Obama presidential as inauguration festivities begin | theage.com.au

you might not understand, but I do
AS BRUCE Springsteen struck the first chords of his September 11 song The Rising, a huge cheer rose from the 500,000-strong crowd in Washington's National Mall.

They had come to celebrate the start of Barack Obama's inauguration festivities.

The setting before the Lincoln Memorial, the stage for the concert, is always spectacular. But on this day it was filled with greater meaning.

The huge, illuminated statue of Abraham Lincoln, the president who abolished slavery, looked down as the first African-American President-elect welcomed the throng to Washington. He stood at the same place where civil rights campaigner Martin Luther King gave his famous "I have a dream" speech in 1963.
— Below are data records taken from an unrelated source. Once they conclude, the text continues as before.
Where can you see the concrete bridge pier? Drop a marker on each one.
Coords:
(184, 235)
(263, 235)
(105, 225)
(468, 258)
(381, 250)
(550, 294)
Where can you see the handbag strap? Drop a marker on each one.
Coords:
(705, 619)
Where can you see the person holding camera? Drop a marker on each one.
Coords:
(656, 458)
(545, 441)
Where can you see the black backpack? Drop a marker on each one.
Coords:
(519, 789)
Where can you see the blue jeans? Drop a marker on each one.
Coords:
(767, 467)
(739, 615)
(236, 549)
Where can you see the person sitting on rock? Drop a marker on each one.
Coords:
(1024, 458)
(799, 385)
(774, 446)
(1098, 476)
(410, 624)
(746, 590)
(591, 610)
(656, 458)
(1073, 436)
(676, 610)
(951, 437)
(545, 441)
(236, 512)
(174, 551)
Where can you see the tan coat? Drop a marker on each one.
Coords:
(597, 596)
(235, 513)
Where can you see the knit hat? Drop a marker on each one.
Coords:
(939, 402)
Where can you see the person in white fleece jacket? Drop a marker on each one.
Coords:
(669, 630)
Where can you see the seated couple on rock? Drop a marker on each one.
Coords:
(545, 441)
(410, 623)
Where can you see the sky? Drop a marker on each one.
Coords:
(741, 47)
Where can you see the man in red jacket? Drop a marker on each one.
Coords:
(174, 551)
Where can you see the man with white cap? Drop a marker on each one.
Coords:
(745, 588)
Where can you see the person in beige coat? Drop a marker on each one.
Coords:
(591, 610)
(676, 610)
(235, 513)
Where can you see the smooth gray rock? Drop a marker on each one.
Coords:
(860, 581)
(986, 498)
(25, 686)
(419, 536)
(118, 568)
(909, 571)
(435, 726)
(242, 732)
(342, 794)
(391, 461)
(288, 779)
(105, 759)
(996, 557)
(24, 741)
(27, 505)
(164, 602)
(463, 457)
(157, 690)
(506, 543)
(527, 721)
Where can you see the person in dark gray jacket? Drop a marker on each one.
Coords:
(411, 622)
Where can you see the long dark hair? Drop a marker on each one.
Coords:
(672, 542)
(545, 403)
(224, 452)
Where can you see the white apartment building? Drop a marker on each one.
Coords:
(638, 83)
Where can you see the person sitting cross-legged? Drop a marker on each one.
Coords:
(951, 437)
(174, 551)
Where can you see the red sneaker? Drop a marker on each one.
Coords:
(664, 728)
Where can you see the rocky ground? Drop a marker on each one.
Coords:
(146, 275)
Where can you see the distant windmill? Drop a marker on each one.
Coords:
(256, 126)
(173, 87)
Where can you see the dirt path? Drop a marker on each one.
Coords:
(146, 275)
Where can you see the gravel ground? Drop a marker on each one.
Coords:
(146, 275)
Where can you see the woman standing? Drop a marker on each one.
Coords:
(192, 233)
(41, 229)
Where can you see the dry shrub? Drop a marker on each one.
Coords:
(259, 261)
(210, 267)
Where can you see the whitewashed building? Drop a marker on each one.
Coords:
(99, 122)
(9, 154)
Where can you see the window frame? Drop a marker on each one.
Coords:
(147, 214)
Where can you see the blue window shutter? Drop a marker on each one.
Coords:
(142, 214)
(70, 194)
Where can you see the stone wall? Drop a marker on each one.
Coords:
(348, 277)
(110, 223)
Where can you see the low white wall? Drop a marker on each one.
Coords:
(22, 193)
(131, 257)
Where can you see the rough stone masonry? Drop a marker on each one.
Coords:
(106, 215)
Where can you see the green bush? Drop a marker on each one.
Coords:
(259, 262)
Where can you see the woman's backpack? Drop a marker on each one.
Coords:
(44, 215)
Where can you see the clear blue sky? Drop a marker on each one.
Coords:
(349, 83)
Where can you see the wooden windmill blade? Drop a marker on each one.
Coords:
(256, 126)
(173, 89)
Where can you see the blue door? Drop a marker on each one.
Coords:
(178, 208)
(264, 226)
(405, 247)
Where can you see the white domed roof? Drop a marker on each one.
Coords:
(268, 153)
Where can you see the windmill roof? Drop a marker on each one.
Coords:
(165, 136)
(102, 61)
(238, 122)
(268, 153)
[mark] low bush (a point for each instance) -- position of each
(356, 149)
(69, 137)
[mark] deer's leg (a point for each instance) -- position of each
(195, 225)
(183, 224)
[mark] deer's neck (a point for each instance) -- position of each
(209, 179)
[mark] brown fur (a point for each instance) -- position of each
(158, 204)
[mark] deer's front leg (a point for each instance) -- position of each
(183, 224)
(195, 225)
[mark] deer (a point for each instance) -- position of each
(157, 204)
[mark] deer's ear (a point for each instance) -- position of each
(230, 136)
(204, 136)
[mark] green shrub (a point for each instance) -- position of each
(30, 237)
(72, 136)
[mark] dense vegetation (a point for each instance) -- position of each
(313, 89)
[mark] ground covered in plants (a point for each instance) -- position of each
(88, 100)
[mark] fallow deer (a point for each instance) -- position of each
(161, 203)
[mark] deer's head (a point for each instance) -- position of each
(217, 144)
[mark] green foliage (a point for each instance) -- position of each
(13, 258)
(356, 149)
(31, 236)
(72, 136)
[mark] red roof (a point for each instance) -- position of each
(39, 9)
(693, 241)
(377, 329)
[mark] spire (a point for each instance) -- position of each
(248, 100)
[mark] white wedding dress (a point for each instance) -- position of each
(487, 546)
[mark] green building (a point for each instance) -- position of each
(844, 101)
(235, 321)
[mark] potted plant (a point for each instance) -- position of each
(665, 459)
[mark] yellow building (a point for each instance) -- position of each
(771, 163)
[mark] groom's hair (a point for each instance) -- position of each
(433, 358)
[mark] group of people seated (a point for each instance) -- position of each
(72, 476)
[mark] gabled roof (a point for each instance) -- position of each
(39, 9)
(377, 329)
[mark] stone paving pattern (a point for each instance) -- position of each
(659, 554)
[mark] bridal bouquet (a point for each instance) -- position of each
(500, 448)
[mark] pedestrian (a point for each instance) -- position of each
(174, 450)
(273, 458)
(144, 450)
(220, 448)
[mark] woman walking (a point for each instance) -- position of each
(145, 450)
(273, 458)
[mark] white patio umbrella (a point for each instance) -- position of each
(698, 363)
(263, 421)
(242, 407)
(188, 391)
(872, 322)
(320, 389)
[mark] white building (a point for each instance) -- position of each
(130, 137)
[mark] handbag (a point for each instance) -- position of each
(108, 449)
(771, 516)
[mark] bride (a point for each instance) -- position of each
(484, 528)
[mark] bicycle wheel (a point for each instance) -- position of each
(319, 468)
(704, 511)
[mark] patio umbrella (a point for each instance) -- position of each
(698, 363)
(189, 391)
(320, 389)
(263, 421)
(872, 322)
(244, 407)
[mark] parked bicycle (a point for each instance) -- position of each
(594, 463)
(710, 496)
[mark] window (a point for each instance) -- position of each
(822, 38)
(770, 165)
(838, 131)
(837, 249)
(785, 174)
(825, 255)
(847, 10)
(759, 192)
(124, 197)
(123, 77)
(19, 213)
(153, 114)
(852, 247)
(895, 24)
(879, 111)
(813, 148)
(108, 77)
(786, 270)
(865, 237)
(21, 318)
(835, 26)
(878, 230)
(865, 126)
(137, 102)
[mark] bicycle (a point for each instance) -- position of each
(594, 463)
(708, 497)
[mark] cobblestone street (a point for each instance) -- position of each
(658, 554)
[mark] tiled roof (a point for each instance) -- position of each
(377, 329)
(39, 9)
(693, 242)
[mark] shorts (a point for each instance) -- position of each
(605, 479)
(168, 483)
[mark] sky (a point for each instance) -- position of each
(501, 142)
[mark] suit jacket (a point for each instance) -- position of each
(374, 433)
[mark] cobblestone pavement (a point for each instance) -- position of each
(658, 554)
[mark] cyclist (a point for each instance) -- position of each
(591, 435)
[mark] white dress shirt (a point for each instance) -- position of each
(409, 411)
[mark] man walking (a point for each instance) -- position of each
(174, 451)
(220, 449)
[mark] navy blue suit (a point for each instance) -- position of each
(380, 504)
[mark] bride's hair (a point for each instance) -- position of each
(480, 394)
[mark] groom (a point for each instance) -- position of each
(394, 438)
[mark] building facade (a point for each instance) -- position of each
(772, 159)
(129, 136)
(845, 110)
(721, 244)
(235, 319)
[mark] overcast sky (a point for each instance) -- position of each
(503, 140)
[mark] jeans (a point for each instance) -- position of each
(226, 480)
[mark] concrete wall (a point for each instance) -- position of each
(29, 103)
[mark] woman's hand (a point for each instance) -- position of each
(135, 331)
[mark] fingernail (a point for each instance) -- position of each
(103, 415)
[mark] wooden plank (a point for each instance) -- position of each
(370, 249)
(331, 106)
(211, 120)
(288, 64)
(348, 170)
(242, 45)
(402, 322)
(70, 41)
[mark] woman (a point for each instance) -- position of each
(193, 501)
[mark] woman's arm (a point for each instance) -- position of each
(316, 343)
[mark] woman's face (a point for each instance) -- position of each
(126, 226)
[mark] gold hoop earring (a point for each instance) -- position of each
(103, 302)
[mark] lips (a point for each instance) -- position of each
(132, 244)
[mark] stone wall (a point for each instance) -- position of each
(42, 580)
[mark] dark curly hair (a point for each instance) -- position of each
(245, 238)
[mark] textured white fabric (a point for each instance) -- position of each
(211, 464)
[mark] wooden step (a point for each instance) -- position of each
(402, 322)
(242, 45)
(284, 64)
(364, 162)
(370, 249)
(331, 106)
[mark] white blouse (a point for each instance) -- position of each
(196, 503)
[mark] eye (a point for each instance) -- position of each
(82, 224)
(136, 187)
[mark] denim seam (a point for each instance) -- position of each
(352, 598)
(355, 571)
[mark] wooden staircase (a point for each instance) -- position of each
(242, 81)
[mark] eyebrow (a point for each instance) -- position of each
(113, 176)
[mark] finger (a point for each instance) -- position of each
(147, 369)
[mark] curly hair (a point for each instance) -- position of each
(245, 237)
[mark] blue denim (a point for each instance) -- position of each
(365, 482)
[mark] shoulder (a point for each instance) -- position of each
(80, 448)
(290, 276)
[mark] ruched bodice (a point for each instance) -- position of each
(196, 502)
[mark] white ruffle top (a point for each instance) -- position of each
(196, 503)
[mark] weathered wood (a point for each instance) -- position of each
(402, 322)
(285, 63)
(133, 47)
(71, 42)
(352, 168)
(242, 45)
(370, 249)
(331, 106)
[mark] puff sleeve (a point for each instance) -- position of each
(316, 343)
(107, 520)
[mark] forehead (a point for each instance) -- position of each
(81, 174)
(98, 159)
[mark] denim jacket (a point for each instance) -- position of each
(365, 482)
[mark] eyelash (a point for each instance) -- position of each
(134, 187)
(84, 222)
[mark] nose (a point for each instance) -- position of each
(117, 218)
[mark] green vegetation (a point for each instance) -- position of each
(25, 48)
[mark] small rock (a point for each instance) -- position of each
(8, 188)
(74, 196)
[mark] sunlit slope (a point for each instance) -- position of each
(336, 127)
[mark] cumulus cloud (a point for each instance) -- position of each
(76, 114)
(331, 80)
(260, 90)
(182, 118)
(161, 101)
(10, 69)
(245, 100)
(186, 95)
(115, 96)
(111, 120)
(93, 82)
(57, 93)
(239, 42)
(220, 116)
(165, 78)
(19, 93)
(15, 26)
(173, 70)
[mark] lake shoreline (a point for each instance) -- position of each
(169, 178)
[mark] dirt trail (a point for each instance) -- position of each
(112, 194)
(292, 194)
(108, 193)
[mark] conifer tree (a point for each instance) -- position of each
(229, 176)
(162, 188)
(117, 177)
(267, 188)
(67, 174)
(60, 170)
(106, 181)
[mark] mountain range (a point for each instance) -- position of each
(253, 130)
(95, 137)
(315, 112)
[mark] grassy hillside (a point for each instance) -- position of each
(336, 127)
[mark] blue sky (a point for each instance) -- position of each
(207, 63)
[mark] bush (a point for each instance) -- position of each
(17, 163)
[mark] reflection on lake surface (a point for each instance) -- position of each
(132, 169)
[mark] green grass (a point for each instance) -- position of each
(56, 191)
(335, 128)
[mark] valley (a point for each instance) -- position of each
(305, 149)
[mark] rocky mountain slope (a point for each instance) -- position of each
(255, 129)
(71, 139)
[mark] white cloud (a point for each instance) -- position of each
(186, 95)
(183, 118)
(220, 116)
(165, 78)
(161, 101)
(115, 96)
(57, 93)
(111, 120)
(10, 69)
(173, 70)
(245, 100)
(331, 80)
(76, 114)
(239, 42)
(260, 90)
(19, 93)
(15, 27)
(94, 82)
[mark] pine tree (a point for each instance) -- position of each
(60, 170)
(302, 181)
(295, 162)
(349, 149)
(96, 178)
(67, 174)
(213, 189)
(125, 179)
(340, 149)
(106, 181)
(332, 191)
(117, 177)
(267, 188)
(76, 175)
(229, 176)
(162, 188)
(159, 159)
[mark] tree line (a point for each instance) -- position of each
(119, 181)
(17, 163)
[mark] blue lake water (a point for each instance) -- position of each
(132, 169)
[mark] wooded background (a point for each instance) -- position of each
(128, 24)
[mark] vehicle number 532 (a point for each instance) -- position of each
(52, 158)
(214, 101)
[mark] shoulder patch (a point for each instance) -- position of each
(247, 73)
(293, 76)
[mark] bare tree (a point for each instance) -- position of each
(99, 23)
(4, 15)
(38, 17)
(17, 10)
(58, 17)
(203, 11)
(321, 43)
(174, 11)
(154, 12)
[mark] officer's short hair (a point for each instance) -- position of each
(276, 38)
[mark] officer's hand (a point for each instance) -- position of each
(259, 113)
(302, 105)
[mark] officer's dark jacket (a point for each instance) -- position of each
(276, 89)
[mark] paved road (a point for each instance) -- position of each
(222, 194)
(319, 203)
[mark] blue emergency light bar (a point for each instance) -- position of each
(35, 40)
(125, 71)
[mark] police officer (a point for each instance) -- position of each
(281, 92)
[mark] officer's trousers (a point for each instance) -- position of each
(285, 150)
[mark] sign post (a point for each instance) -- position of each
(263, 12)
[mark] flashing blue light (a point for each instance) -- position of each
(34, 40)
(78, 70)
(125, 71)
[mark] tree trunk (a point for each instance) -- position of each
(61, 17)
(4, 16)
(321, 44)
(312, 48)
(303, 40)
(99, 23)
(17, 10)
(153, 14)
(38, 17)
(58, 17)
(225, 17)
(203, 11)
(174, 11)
"Directly in front of us is a pool that still reflects the dream of a King and the glory of a people who marched and bled so that their children might be judged by their character's content," Mr Obama said.

"And behind me, watching over the union he saved, sits the man who in so many ways made this day possible."

Although his message was again a sober reminder of the difficulties facing America, Mr Obama was also optimistic, urging people to work together to tackle their latest challenges.

The theme will be repeated tomorrow Melbourne time in his inauguration speech.

"I won't pretend that meeting any one of these challenges will be easy," he said. "It will take more than a month or a year, and it will likely take many. And yet, as I stand here tonight, what gives me the greatest hope of all is not the stone and marble that surrounds us today, but what fills the spaces in between.

"It is you — Americans of every race and region and station who came here because you believe in what this country can be and because you want to help us get there."